THE BEGINNING:
Bare gnarly branches, deep grooved bark, long silent walks in the woods with the pine needle carpet under foot, moss and lichen spreading across the rocks. Weathered landscapes with jagged rock formations, tide pools with barnacles, brown seaweed pods, sand rivulets carved by the receding tide. These are the wonders of my childhood. The smell of salt as you approach the ocean, the cool pine of the forest and the nose twitching smell of manure that tells you there is a farm around the next bend. The rustic barn with the musty smell of unstirred air, poking about, finding old tools worn rusty brown and the delight of discovery as an old oak chest, worn with time is uncovered in a forgotten corner.
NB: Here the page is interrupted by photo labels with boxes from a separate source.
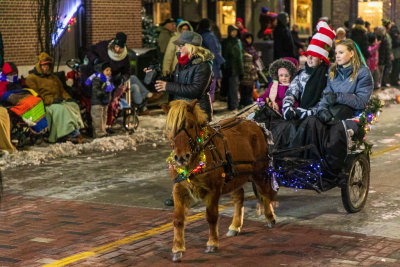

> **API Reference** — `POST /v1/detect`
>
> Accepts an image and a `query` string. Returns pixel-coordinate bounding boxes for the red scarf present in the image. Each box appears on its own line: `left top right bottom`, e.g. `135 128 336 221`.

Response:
178 54 189 67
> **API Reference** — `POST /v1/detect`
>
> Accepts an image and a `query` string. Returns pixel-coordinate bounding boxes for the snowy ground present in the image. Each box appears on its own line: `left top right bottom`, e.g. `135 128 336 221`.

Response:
0 88 400 170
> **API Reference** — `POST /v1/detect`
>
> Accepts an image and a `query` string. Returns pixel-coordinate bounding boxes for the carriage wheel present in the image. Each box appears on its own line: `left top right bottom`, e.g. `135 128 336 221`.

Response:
342 154 370 213
123 114 139 133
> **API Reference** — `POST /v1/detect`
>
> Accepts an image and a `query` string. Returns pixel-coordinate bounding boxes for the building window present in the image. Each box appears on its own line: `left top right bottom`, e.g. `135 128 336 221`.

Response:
291 0 312 36
217 1 236 37
153 2 171 25
358 0 383 29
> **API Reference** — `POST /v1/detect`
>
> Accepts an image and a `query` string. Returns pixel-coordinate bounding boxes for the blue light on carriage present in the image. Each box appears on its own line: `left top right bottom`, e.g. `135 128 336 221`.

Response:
51 0 82 46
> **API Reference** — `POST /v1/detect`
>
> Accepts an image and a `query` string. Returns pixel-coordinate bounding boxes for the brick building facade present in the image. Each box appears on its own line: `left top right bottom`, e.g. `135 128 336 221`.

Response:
0 0 142 66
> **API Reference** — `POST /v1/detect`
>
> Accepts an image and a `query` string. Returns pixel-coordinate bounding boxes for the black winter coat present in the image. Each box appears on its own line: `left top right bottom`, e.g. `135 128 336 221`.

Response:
86 40 130 80
166 53 213 121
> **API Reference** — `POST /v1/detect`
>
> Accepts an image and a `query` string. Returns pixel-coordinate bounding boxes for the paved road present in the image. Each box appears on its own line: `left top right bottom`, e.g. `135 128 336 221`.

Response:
0 105 400 266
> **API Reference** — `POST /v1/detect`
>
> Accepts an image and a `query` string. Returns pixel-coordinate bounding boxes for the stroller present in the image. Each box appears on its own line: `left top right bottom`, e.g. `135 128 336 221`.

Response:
66 59 139 135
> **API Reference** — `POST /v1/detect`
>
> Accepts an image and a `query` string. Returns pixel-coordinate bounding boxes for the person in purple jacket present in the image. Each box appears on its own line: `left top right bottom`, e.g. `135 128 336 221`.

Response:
259 58 297 114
"Unpretentious, earthy, murky, simple… Wabi-sabi is a beauty of things imperfect, impermanent, and incomplete."
“Wabi-Sabi for Artists, Designers, Poets & Philosophers”, by Leonard Koren
THE MIDDLE:
In flow, the wet fluid motion of the clay spinning through my hands, I allow it to influence and inform me, letting go as in partnership we create. I play with the form, pulling, stretching, lifting - vessel verses sculpture - working to teeter on the edge of both, pushing the viewer to question and see more. I contemplate the form, the negative space, shadow, yin and yang. I further develop the surface texture with marks and slip, working to catch the irregular, random wabi-sabi essence.
THE END:
I spray the bisqued forms with copper, wrapped and splattered then tumble stacked into a trashcan with natural combustibles: dried leaves, sawdust, plants, copper, and salt. Matches struck, flames roar into a blaze that peaks and is covered with a lid. This smokes, slowly burning down through the can while the porous clay carbon traps, adding a rich unique finish to each piece. The contrasts of textures, the matte smoke trapped surface against the crackle glaze, the marks, lines, and faint smell of smoke hold my interest. The resulting wabi-sabi aesthetic, irregularly different, looking weathered and worn as if aged, catching the passage of time and the idea that nothing stays the same.